On rappellera, pour mémoire, qu’il s’en trouva d’autres, à moins que ce ne fussent les mêmes, pour, dans les jours qui suivirent la découverte, près de la gare de Sainte-Geneviève-des-Bois, de ce corps supplicié, exsangue, auquel ne restait qu’un mince souffle de vie, hésiter sur la qualification de l’acte, s’interroger doctement sur son mobile réel et ânonner : « attention ! attention ! crime crapuleux d’accord, crime antisémite peut-être pas ! » – comme si les deux n’allaient pas de pair ; comme si l’antisémitisme n’était pas aussi, toujours, de l’ordre du crapuleux ; comme si le nazisme par exemple, le nazisme historique lui-même, n’avait pas été aussi, d’abord, une entreprise d’extorsion de fonds, une spoliation, une escroquerie massive et à l’échelle de l’Europe !
On rappellera, pour mémoire, le nombre de bons apôtres qui, jusque dans les rangs de la police, et jusqu’au faîte de la hiérarchie judiciaire, et jusque dans la presse la mieux intentionnée, s’adressèrent ainsi aux juifs : « pour le bien des juifs, eh oui, pour leur bien, pour ne pas crier trop tôt au loup et se trouver, quand le loup sera venu, comme la cigale, bien démuni, nous vous exhortons à la prudence, à la retenue sémantique, à ne pas entonner les grandes orgues, justement, du retour de la Bête et du nazisme » – comme si ce n’était pas assez, pour crier au loup, de cet homme-agneau égorgé ! comme s’il fallait attendre, pour nommer la Chose, qu’elle daigne se couler dans les mots, les codes, les définitions convenus !
On eût aimé que le ministère public, par la voix de l’avocat général, rappelât ces vérités.
On eût aimé que ce fût lui, c’est-à-dire la société, qui tirât parti de ce procès pour s’acquitter de ce devoir et tourner, avec nous, le dos à ce ramassis d’idées fausses et, si l’on n’y prend garde, funestes pour l’avenir.

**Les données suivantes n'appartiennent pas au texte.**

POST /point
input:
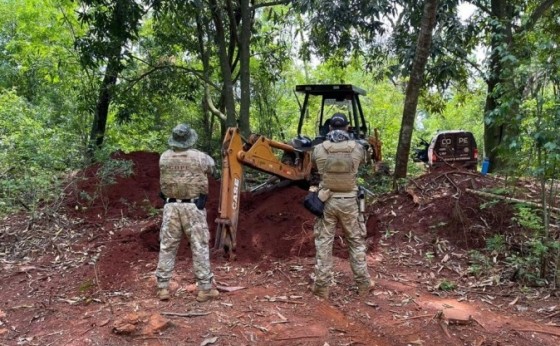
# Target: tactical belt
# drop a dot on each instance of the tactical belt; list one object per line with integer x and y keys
{"x": 175, "y": 200}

Hélas, il n’en fut rien. Et nous n’eûmes droit, en guise de réquisitoire, qu’à un exercice de casuistique dont la confusion, les prudences, les embarras à peine déguisés face à ce crime commis en commun et hors normes, les incohérences, surprirent les observateurs. La famille d’Ilan, quant à elle, en fut abasourdie. Elle a tout perdu. Tout. Jusqu’à la force de pleurer. Ne lui reste, il faut le savoir, que l’humble mais ferme espoir de voir dite la justice. Il est temps.